Project Description
Out of the 7.5 billion population globally, 85% live in developing/underdeveloped nations. People in these countries face challenges of poor communication technology, poor health care, low expertise levels, poverty and natural calamities. The scope of the Internet of Things (IoT) in the socio-economic development of these countries is vast, ranging from industry, environment, and society. IoT stands for the network of internet-enabled standard electrical and electronic equipment. However, while implementing IoT in these countries, the system should be cost-effective and easily maintainable, benefitting people with efficient utilisation of available resources and minimising resource wastage. Light energy is ubiquitous in the form of sunlight outside (1000 W/m2) and as artificial light sources (~300 μW/cm2) inside the buildings. The current project aims to explore the feasibility of developing a prototype of a printable and re-chargeable photo-supercapacitor that integrates both the light harvester and the energy storage in a single unit.
The developed integrated power pack will be used to support the deployment of IoT in the urban area of Botswana and develop scalable off-grid power sources in rural areas where electricity access is still limited to 37%. Methods: In the proposed project, the light harvester will be based on the earth-abundant halide perovskite semiconductor, and the energy storage unit will be based on a Li-ion battery or a supercapacitor, both integrated into a single unit.
The halide perovskite photovoltaics will be appropriately composition tuned to engineer the bandgap to convert both the forms of ambient light energy (from the natural source of the Sun and the artificial light sources such as white light-emitting diodes and the fluorescent lamps) to a useful form of electricity to self-power the small electronic components.
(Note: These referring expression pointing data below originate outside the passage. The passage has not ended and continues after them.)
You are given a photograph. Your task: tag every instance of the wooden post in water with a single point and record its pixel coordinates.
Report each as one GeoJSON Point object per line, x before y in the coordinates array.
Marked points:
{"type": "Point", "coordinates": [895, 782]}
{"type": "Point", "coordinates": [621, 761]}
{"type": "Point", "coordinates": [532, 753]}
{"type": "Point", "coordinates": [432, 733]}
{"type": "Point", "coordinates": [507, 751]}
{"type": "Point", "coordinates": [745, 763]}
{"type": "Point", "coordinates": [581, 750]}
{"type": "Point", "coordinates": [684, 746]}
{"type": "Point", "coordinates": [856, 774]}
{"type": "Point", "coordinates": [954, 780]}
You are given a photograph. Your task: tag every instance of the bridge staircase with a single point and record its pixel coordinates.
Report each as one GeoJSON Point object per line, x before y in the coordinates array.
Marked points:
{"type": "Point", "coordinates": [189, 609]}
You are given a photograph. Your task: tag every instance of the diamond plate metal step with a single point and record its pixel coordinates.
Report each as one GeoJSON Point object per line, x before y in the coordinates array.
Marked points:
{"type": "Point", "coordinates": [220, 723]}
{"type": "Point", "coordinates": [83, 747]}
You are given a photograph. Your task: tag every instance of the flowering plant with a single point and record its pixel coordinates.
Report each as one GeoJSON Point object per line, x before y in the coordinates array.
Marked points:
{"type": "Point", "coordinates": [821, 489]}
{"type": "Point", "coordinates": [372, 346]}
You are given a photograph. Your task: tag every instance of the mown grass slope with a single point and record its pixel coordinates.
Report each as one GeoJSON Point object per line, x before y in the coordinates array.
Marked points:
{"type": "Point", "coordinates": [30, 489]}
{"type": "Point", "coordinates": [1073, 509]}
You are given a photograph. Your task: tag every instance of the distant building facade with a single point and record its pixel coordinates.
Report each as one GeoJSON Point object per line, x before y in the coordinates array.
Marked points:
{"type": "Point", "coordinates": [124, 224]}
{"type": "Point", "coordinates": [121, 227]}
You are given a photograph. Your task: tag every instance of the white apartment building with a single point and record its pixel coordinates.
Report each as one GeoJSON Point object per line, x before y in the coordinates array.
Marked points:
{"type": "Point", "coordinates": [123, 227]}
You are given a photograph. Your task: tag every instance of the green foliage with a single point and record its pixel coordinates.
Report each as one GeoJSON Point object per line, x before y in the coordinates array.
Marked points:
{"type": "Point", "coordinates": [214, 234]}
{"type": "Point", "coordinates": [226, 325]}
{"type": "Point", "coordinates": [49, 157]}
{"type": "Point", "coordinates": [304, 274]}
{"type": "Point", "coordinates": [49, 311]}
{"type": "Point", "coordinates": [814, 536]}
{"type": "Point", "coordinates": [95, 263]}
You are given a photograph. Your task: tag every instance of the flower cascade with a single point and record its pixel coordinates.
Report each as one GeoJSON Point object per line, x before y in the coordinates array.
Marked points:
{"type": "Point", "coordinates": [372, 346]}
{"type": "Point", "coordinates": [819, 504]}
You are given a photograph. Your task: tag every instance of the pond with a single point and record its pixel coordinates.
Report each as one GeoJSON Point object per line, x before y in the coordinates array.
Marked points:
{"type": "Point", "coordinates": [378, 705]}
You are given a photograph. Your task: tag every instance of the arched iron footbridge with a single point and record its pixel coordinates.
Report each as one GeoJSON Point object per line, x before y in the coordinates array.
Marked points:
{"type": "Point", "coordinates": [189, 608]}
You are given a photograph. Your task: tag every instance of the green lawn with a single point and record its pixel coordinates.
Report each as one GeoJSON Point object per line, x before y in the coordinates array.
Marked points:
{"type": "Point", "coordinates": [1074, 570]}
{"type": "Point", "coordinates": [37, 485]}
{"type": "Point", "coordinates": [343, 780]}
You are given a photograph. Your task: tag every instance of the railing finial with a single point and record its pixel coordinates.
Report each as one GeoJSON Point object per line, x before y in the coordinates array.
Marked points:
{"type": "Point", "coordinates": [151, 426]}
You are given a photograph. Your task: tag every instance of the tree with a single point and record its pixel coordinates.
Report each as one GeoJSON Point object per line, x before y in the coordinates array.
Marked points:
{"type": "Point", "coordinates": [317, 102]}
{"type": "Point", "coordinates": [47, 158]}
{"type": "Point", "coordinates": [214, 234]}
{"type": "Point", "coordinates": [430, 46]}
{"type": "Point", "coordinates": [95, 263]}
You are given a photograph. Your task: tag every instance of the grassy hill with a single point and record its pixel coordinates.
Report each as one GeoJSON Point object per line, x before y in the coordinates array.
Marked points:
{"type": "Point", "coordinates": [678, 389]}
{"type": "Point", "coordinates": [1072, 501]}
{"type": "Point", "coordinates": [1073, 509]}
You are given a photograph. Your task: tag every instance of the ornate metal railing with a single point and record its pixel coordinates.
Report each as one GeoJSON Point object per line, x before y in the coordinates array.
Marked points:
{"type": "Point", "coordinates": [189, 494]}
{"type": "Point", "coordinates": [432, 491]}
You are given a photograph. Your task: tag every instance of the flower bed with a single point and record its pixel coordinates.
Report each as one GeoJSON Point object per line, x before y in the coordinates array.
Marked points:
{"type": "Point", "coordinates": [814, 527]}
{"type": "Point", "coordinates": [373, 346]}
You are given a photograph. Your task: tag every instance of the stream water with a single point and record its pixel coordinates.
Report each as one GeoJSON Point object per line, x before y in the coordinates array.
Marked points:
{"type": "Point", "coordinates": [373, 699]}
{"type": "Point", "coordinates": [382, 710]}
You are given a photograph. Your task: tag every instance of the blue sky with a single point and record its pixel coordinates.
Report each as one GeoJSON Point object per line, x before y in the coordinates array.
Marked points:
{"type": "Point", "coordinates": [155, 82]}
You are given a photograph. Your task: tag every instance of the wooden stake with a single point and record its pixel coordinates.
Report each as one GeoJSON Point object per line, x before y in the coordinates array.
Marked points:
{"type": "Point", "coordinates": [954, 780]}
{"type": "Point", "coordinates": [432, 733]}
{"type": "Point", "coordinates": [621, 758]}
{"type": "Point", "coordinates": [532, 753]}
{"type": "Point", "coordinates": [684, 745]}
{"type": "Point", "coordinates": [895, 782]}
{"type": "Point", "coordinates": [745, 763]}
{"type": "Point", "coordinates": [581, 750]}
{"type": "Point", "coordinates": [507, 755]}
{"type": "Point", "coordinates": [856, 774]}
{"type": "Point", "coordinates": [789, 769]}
These devices will be fabricated in our Energy Harvesting Research Group at the School of Physics and Astronomy, using the innovative approach of blade coating in ambient conditions. Functional layers will be blade coated as far as possible to reduce the gap in the lab-to fab scale transition in the manufacturing of the photo-supercapacitor being developed.
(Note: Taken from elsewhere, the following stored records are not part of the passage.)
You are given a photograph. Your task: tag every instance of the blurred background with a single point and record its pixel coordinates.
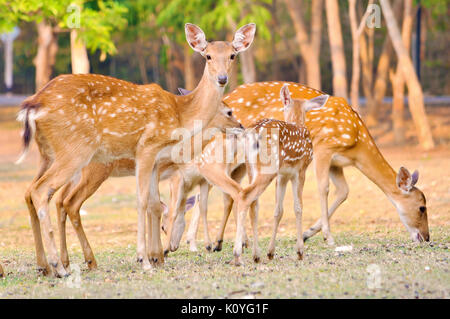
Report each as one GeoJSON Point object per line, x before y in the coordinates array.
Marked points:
{"type": "Point", "coordinates": [143, 41]}
{"type": "Point", "coordinates": [389, 58]}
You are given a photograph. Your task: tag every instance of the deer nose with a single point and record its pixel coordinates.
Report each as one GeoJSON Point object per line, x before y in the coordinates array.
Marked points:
{"type": "Point", "coordinates": [222, 79]}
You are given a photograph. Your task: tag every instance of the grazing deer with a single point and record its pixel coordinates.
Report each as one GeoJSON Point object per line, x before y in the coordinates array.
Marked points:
{"type": "Point", "coordinates": [83, 118]}
{"type": "Point", "coordinates": [340, 139]}
{"type": "Point", "coordinates": [290, 144]}
{"type": "Point", "coordinates": [72, 195]}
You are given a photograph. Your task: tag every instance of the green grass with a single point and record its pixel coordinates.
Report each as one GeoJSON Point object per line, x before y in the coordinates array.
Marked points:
{"type": "Point", "coordinates": [407, 270]}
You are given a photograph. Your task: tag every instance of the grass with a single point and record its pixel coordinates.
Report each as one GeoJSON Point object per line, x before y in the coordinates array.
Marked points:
{"type": "Point", "coordinates": [407, 270]}
{"type": "Point", "coordinates": [367, 221]}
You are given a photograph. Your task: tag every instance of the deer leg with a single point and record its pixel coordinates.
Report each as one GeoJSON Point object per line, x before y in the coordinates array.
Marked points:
{"type": "Point", "coordinates": [193, 227]}
{"type": "Point", "coordinates": [174, 184]}
{"type": "Point", "coordinates": [338, 179]}
{"type": "Point", "coordinates": [145, 164]}
{"type": "Point", "coordinates": [237, 174]}
{"type": "Point", "coordinates": [297, 190]}
{"type": "Point", "coordinates": [92, 176]}
{"type": "Point", "coordinates": [59, 173]}
{"type": "Point", "coordinates": [62, 218]}
{"type": "Point", "coordinates": [280, 192]}
{"type": "Point", "coordinates": [246, 198]}
{"type": "Point", "coordinates": [152, 198]}
{"type": "Point", "coordinates": [203, 208]}
{"type": "Point", "coordinates": [41, 259]}
{"type": "Point", "coordinates": [322, 168]}
{"type": "Point", "coordinates": [227, 205]}
{"type": "Point", "coordinates": [254, 220]}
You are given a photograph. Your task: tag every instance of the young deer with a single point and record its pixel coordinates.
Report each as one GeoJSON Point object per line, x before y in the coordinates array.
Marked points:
{"type": "Point", "coordinates": [78, 119]}
{"type": "Point", "coordinates": [340, 139]}
{"type": "Point", "coordinates": [72, 195]}
{"type": "Point", "coordinates": [290, 143]}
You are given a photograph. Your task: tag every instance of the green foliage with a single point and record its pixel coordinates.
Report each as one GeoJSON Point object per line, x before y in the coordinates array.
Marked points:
{"type": "Point", "coordinates": [99, 24]}
{"type": "Point", "coordinates": [98, 18]}
{"type": "Point", "coordinates": [439, 12]}
{"type": "Point", "coordinates": [213, 16]}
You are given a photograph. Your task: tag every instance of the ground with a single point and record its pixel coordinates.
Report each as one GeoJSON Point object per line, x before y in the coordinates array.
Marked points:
{"type": "Point", "coordinates": [383, 263]}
The supercapacitor will use cost-effective porous and mesoporous carbon nanomaterials as electrodes which the ODA partner has recently developed to enhance the capacitance and the energy density. The integrated photovoltaic-supercapacitor unit developed through this project will offer a promising route for providing energy on demand for off-grid applications.
Project Outputs
- Presentation at the Royal Society Commonwealth Science Conference (CSC) to establish a research collaboration on developing resilient energy systems.
- Dissemination of recorded talks to high school/college-level students on energy harvesting, storage and IoT.
- Training of graduate students from the ODA partner country on the development of cost-effective photovoltaic technology.
- Successful demonstration of the proposed prototype of the integrated photo-supercapacitor is patentable.
- Collaborative research publications with the ODA partner (i) on the development of ambient blade coated perovskite photovoltaics (ii) Halide perovskite-based integrated photovoltaic energy harvesting/storage devices.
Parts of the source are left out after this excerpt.